Five Things You Need to Know About the Merit-Based Incentive Payment System (MIPS)

On April 16, 2015, the Medicare Access and CHIP Reauthorization Act of 2015 (MACRA) was signed into law. The legislation’s purpose was two-fold. It repealed the sustainable growth rate (SGR) and introduced a new quality reporting program called the Merit-Based Incentive Payments System (MIPS).

As we enter into 2016, MIPS will take on more importance as some of the requirements of the program start to take shape. Here are the five key things you need to know about the Merit-Based Incentive Payment System (MIPS) program:

#1 – What is the Merit-Based Incentive Payment (MIPS) program?

MIPS will measure Medicare Part B providers in four performance categories to derive a MIPS composite score which is based on a scale of 0-100. The score will determine a positive, negative or neutral payment adjustment which can greatly impact a provider's Medicare reimbursement each year.  

The performance categories are:

  • MU (25 points)
  • VBM quality based upon PQRS measures (up to 30 points)
  • VBM cost or resource use performance (30 points)
  • Clinical practice improvement (15 points)

#2 – When Does the MIPS Program Begin?

The MIPS program begins with the 2017 performance year and results in payment adjustments in 2019. CMS has indicated that the program criteria will be available in spring of 2016.

#3 – Who is Eligible?

For the first two years of MIPS, the following Part B providers are eligible: physicians, physician assistants, nurse practitioners, clinical nurse specialists, and nurse anesthetists.

In the third and succeeding years of the program, eligibility expands to physical or occupational therapists, speech-language pathologists, audiologists, nurse midwives, clinical social workers, clinical psychologists, and dietitians or nutrition professionals.

Three classes of Part B providers are exempt from MIPS:

  • Providers participating in an "alternative payment model" such as the Medicare Shared Savings Program
  • Providers not exceeding a low-patient-volume threshold
  • Providers who enroll in Medicare Part B for the first time during a performance year

#4 – How are Incentives Calculated?

The financial impacts of the MIPS scoring system can be very significant. As previously discussed, the composite score will determine if a provider receives a positive, negative or neutral payment adjustment.

  • Positive Adjustments
    Providers whose composite performance scores are above the threshold will receive positive payment adjustments.

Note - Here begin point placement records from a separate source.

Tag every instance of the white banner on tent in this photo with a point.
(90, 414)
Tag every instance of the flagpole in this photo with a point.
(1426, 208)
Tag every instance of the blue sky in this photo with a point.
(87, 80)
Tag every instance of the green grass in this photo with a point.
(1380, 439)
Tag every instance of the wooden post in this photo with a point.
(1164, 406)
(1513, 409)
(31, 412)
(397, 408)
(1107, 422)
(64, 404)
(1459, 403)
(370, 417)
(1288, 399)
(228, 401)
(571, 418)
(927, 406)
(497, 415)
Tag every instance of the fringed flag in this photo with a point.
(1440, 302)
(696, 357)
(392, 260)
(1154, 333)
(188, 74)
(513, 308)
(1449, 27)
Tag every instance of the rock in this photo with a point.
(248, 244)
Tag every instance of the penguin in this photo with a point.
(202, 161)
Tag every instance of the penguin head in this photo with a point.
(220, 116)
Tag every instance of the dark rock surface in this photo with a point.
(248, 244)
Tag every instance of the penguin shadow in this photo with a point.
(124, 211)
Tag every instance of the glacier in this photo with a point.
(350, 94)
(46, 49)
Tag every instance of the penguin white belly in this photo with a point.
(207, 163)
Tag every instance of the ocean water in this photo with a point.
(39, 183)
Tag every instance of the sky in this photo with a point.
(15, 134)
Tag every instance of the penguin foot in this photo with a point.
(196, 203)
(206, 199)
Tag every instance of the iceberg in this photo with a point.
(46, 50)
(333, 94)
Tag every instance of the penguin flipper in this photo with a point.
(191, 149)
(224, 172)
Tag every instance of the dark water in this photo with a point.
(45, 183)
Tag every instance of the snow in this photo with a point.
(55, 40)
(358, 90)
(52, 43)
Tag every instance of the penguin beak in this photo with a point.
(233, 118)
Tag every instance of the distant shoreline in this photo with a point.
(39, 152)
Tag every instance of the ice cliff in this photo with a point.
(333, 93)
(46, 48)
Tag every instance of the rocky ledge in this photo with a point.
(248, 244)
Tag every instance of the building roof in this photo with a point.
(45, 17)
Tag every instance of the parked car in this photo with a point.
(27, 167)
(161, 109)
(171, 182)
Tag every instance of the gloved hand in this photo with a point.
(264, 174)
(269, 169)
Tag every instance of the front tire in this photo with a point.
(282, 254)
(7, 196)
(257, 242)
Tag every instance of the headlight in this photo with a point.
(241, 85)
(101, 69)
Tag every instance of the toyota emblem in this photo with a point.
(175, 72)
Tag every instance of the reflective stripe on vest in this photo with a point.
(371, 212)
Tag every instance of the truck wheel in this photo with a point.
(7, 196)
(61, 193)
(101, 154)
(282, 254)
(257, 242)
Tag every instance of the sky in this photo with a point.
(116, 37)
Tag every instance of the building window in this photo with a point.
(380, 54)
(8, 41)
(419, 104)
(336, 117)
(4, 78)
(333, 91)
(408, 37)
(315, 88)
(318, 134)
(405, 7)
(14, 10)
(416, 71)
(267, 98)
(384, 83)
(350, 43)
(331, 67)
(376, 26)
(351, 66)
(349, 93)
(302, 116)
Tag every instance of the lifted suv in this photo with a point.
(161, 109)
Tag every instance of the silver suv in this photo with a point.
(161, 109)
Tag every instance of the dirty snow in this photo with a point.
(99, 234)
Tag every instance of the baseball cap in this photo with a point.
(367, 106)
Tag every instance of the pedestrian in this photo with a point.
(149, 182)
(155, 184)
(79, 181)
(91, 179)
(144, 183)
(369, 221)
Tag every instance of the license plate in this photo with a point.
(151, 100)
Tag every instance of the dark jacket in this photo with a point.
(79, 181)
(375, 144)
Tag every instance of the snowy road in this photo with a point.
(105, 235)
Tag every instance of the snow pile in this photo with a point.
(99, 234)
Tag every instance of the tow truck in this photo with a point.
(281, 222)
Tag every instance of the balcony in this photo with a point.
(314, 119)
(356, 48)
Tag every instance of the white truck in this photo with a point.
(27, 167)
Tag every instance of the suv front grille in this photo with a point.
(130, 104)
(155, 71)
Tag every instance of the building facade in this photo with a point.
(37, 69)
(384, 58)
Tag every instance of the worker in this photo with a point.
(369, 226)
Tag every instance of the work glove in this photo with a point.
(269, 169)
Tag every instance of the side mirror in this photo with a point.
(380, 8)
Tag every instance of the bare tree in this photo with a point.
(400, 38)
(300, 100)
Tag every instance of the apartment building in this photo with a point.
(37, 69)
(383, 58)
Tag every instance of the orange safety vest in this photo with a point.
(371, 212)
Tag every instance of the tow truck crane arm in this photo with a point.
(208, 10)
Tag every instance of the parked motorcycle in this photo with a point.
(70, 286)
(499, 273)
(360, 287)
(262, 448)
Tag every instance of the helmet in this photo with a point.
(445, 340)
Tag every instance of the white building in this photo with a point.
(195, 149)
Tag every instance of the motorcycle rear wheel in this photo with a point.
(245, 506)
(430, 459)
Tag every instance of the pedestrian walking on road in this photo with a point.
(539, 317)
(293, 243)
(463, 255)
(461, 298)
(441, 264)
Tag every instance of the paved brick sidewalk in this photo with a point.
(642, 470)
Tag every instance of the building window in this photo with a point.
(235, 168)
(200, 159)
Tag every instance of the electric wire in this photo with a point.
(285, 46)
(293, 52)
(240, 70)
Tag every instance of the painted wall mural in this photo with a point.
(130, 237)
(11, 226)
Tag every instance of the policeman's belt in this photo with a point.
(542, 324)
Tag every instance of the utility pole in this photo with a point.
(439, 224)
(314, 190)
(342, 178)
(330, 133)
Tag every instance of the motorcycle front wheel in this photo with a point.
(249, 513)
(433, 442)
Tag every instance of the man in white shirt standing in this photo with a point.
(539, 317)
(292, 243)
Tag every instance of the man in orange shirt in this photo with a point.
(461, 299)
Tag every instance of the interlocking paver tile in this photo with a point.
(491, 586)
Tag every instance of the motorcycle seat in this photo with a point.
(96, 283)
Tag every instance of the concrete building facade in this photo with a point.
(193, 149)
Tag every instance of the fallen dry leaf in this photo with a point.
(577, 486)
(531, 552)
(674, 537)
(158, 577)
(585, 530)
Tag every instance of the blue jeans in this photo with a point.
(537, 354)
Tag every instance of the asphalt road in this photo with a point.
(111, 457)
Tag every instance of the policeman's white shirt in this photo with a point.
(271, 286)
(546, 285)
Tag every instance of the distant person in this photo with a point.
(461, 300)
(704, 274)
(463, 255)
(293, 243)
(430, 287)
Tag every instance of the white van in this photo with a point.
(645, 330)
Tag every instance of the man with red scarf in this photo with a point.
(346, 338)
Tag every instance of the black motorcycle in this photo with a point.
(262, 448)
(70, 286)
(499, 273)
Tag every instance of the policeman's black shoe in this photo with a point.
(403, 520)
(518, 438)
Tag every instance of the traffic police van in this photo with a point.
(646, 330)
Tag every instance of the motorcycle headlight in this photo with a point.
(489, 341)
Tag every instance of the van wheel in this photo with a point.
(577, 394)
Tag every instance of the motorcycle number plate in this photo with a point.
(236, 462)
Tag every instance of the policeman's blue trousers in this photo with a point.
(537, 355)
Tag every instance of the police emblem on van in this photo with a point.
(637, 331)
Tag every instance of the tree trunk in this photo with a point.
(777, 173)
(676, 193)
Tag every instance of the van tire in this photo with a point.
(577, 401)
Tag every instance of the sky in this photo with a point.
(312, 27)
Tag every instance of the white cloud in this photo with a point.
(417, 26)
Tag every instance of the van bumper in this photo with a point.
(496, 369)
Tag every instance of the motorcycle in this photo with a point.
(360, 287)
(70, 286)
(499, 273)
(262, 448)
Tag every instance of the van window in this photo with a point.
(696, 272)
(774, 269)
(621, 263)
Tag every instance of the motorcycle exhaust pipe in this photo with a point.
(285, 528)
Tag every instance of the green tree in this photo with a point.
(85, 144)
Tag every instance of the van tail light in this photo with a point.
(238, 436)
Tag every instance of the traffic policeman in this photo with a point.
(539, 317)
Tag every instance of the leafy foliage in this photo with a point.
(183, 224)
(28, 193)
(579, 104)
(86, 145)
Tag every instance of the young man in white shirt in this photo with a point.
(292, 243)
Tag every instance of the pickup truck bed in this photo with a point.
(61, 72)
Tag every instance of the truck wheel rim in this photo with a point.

These adjustments can be up to 4% in 2019 and grow over time to a maximum of 9% in 2022 and beyond. If the number of physicians attaining high composite scores is low, these incentives can be increased by a factor of up to 3. If it is higher than those receiving lower scores, these incentives can be scaled down to ensure budget neutrality.
  • Zero Adjustments
    Providers whose composite performance score is at the threshold will not receive a MIPS payment adjustment.
  • Negative Adjustments
    Providers whose composite performance score falls between 0 and one-quarter of the threshold will receive the maximum possible negative payment adjustment for the year.Professionals with composite performance scores closer to the threshold will receive proportionally smaller negative payment adjustments.  Negative adjustments will be capped at 4% in 2019, 5% in 2020, 7% in 2021, and 9% in 2022 and beyond.
  • Exceptional Performance Bonus
    A special Additional Incentive Payment funded with $500 million per year is applied for the top 75% of physicians above the performance threshold, ensuring that even if all physicians meet the MIPS threshold, there will still be funds for positive updates.

#5 – What are Clinical Practice Improvement Activities?

Providers will be given credit for working to improve their practices. The list of activities include:

  • Expanded Practice Access
    • Same day appointment for urgent matters
    • After hours clinician advice
  • Population Management
    • Monitoring conditions and providing timely intervention
    • Participation in a clinical data registry
  • Care Coordination
    • Timely communication with patients and other providers
    • Remote monitoring and use of telehealth
  • Beneficiary Engagement
    • Use of care plans
    • Shared decision making
  • Patient Safety Practice Assessment
    • Use of clinical checklists
    • Maintenance of certifications
  • Alternative Payment Models

Providers in a practice certified as a patient-centered medical home (PCHM) or "comparable specialty practice" shall be given the maximum score of 15 for the practice improvement category.  Or, if the provider participates in an APM, then the minimum score will be 7.5 for this category.

Bonus – What Should I Do to Prepare?

Keep an eye on our blog and the CMS blog for future educational posts. Look for a proposed rule from CMS in the spring of 2016. We encourage all providers to review the proposal and provide comments. The final rule is targeted for release in early fall 2016.